В кабинете Филипа свет не горел. Когда я взлетел по лестнице, дверь с непрозрачным звездным стеклом оказалась заперта. Стекло в морозных узорах тогда было редкостью. В уборных и прочих подобного рода местах в окна вставляли замутненные звездочками стекла. Марчек — сегодня его сочли бы вуайеристом — тоже в сердцах ушел. Я сорвал его эксперимент. Я подергал двери, одну, другую в надежде — вдруг мне повезет и я проведу ночь на обитом кожей смотровом столе, где еще недавно возлегала обнаженная красавица. Вдобавок из кабинета я мог позвонить. Нельзя сказать, чтобы у меня не было друзей, но таких, которые могли бы мне помочь, среди них не имелось. Да я и не сумел бы объяснить им, в какую передрягу попал. Они решили бы, что я представляюсь, разыгрываю их. «Это Луи. Тут одна шлюха стащила мою одежду, и я застрял в Норт-Сайде без гроша в кармане. На мне женское платье. Ключей от квартиры нет. Добраться домой не на что».

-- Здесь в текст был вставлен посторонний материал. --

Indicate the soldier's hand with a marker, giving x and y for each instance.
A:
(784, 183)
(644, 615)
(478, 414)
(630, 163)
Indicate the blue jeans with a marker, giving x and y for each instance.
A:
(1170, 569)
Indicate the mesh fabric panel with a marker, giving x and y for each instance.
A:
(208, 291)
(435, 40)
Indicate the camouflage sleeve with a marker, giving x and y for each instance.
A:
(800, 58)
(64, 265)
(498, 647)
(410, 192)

Я добежал до аптеки — посмотреть, не там ли Филип. Он иногда играл пять-шесть партий в покер в комнате за аптекой — пытал счастье перед тем, как сесть в трамвай. Я знал Кийяра, аптекаря, в лицо. Он меня не помнил — да и с какой стати ему меня помнить? Кийяр сказал:

— Чем могу служить, барышня?

Неужели он и впрямь принял меня за девчонку, побродяжку или цыганку из тех, что раскидывают таборы перед магазинами, пристают к прохожим, предлагая погадать? Они сейчас разбрелись по всему городу.